The version added is O(1) ammoritized.  It has the same problem as
quicksort and hashtables, in that on average about 1 operation in N has
cost O(N), instead of strict O(1).

The library added was the simplest double list implementation.  Basically,
the queue is broken into two parts- a front part and a back part, both
kept in lists.  The back part list is kept in reverse order- so to add an
element to the end of the queue, you prepend it to the back part list.
You remove elements from head of the front part queue, and when it's
empty, you replace it with the reverse of the back part list.

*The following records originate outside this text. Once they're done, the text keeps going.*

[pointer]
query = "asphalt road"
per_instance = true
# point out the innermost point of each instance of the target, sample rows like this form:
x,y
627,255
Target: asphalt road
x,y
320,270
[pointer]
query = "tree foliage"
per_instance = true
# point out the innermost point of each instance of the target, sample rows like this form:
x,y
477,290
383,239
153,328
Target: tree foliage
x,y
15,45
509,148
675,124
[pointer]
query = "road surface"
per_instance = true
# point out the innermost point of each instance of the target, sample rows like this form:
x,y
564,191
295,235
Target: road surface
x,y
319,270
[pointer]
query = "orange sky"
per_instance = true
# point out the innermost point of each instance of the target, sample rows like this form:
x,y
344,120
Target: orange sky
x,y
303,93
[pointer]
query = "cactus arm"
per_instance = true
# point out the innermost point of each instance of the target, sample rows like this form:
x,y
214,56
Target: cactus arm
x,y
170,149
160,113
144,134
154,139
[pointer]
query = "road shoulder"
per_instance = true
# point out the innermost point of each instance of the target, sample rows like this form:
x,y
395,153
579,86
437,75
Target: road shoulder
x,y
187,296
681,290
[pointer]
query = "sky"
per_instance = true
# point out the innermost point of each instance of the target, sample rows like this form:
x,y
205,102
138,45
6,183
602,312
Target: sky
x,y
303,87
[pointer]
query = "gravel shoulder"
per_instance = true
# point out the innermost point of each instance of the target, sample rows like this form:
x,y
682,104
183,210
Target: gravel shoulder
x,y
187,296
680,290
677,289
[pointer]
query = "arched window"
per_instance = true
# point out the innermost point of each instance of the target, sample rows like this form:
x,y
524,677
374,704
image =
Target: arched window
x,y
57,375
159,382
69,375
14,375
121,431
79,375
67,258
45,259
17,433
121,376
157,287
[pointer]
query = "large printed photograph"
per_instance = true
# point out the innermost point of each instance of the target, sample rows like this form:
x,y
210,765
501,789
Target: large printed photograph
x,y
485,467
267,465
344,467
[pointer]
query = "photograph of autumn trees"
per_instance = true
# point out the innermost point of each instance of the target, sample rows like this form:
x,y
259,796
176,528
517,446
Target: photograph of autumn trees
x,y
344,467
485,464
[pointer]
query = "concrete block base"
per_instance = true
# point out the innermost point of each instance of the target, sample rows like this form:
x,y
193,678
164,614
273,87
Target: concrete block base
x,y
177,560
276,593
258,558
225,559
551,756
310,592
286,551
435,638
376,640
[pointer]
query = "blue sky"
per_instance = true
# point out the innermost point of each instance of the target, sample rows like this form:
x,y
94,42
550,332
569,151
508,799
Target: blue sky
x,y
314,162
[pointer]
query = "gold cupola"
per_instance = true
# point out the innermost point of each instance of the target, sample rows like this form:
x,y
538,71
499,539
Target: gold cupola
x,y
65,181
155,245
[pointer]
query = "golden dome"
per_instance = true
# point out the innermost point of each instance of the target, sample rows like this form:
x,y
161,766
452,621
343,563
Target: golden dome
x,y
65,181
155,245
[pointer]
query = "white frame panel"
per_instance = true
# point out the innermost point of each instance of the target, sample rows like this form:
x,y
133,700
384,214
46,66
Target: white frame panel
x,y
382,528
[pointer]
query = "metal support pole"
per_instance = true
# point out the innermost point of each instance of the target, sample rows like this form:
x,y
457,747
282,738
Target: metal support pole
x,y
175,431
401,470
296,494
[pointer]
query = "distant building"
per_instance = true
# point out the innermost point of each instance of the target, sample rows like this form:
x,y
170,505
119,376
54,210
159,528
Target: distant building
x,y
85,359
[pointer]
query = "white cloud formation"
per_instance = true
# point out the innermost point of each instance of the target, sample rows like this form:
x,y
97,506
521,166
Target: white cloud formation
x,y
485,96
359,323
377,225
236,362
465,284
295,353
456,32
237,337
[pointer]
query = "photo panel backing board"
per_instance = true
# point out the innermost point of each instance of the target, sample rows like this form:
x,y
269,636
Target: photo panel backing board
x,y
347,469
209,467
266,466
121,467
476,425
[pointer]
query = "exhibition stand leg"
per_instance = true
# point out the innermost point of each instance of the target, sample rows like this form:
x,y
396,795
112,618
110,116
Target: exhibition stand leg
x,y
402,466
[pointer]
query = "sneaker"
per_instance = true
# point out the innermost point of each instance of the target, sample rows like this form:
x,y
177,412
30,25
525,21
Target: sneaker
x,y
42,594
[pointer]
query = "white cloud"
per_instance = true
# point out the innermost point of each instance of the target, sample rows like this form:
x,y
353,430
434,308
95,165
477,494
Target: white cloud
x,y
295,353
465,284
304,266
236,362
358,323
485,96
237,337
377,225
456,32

Every element that goes through the queue is touched precisely three
times- once when it's added to the end of the queue, once when it's
removed from the head of the queue, and once when we reverse the back half
to become the new front half.  So adding and then removing N elements from
the list costs O(N).

The core code looks like this:

type 'a deque = 'a list * 'a list

let empty = ([], []) (* the empty queue *)

match q with
| ([], []) -> (* We add the first element to the front *)
([x], [])
| ([], _) -> assert false
| (front, back) -> (front, x :: back)

let remove q =
match q with
| ([], []) -> invalid_arg "remove"
| ([], _) -> assert false
| (h :: [], back) -> h, ((List.rev back), [])
| (h :: front, back) -> h, (front, back)

I will note that if you use a capability that applicative semantics give
us, you can get into trouble.  Imagine the following scenario: you create
an empty queue and add 1000 new elements.  You then remove one element.
This does a List.rev on a 999 element list.  You then throw the modified
queue away, and remove the first element from the original queue again,
reversing the same 999 element list.  Repeat- every removing reverses the
same list.

The solution to this is "don't do that!"  Note that pushing an element
onto the head of the queue is strict O(1):

let push x (front, back) = (x :: front, back)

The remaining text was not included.